At the conference, members of the U.S. National Academies of Medicine and Sciences, the Chinese Academy of Sciences and the Royal Society of the United Kingdom debated editing the human germline, such as human sperm, and eggs.

Safety issues

Prof. David Baltimore of the California Institute of Technology in Pasadena is chair of the summit's organizing committee. He read out the concluding statement, noting the words moratorium or ban weren't used. 

"We say it  would be irresponsible to proceed with any clinical use of germline editing unless and until the relevant safety and efficacy issues have been resolved … and 2) there is broad societal consensus about the appropriateness of the proposed application," Baltimore said.

Prof. Jason Moffat

Gene editing ushers a brave new world, says cancer researcher Jason Moffat. (CBC)

"The human genome is shared among all nations. The international community should strive to establish norms concerning acceptable uses of human germline editing and to harmonize regulations in order to discourage unacceptable activities while advancing human health and welfare."

Last month, Prof.
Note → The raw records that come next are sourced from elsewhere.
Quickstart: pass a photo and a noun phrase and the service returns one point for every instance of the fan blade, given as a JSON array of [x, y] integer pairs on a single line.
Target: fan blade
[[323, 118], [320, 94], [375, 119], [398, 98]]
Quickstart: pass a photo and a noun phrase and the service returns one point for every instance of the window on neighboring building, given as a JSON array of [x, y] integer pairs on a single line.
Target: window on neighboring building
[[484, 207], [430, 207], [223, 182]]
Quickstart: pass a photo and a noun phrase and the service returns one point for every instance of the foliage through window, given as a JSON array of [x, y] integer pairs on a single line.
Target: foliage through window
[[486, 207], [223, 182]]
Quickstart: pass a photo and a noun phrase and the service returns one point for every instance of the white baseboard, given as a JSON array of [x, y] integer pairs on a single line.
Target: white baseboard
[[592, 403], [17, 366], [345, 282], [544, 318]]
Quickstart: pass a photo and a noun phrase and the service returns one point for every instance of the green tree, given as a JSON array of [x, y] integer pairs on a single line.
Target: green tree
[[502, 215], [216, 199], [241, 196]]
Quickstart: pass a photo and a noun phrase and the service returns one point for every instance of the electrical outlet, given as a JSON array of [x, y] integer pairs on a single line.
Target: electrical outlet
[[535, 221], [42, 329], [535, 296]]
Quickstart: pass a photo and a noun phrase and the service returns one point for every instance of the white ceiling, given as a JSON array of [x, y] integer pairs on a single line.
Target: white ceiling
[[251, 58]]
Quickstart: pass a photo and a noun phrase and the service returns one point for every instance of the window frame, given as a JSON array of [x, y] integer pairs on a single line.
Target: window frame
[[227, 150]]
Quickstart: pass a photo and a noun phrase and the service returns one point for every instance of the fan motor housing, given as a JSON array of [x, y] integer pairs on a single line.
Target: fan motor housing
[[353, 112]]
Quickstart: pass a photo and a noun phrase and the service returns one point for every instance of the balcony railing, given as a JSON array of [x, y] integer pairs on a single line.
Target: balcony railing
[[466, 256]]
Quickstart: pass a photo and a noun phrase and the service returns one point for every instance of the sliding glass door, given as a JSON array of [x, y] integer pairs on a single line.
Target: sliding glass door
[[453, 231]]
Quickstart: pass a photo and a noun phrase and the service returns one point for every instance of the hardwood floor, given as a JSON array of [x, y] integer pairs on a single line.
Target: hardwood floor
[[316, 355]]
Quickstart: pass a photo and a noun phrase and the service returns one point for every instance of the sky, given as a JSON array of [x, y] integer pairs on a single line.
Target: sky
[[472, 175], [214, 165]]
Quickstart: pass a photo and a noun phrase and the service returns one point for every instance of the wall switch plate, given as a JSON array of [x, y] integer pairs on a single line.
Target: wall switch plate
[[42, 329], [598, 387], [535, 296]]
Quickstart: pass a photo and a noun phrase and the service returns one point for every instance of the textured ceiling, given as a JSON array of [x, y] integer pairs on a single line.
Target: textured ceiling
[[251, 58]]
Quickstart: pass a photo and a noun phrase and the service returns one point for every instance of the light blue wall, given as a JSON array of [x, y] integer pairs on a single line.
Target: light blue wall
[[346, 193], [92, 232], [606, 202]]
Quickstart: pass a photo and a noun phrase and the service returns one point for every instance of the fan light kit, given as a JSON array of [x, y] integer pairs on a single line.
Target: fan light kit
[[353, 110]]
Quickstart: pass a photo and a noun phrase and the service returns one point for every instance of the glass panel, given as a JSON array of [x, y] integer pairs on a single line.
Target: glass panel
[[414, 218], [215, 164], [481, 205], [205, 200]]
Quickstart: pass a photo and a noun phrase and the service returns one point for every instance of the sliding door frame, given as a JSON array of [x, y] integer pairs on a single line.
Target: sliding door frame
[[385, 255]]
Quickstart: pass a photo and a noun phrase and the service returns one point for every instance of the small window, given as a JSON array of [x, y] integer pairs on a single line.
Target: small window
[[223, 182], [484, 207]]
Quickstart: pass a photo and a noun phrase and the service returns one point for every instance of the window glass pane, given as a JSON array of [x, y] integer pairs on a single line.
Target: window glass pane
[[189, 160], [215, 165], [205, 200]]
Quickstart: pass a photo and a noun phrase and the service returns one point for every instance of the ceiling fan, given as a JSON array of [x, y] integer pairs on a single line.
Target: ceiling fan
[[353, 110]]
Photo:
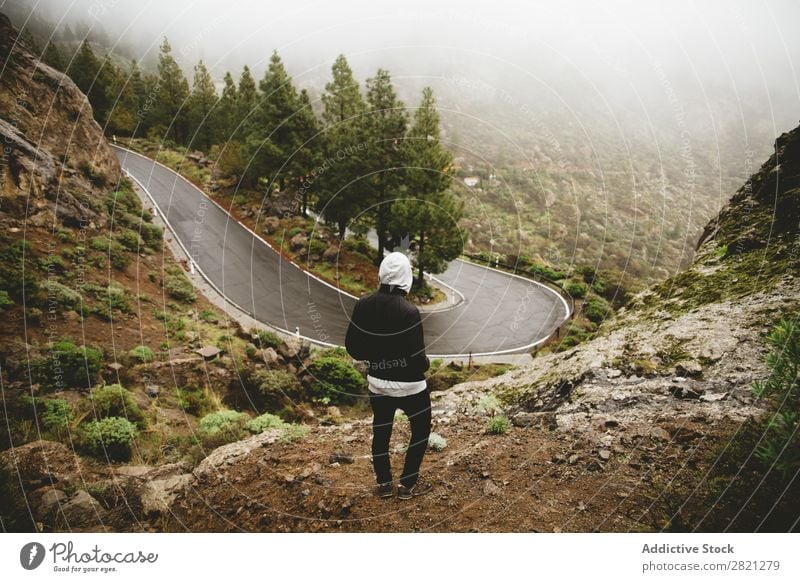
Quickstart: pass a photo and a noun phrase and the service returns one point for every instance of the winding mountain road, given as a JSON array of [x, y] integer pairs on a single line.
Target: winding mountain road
[[501, 313]]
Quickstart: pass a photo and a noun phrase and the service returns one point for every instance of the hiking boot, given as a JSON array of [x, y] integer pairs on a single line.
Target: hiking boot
[[385, 490], [421, 488]]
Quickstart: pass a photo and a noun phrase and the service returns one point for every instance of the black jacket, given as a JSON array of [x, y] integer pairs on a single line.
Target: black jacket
[[386, 330]]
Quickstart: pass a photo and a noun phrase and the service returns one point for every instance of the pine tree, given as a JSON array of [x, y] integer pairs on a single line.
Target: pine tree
[[430, 213], [343, 110], [385, 127], [173, 90], [226, 109], [247, 101], [200, 108], [273, 136], [52, 56], [305, 157]]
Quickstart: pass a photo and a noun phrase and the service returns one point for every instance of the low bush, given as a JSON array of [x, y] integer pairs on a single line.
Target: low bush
[[57, 415], [267, 339], [276, 383], [112, 437], [498, 425], [195, 400], [436, 442], [780, 446], [129, 239], [577, 289], [152, 235], [114, 400], [113, 249], [223, 426], [59, 295], [596, 309], [67, 366], [141, 354], [5, 301], [264, 422], [336, 380], [179, 287]]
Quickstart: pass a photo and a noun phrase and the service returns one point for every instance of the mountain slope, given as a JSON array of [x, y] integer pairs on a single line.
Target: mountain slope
[[624, 432]]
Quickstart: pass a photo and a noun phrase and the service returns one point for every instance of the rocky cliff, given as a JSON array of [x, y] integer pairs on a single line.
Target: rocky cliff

Jason Moffat of the University of Toronto's Donnelly Centre published a study in the journal Cell on using CRISPR to map out genes that are crucial in diseases like cancer. Moffat welcomed the summit's guidance. 

"I think it's a brave new world and we have to just be cautious when we move forward with editing humans especially," Moffat said. 

Others want the medical research to move forward.

Sarah Gray of the American Association of Tissue Banks addressed delegates on Tuesday about her son, who had a fatal birth defect. The family donated his body for research.

"He was six days old, and he suffered every day. From the look on his face it was like, 'Mom what's going on?'" said Gray. "If you have the skills and the knowledge to fix these diseases, then frickin' do it!"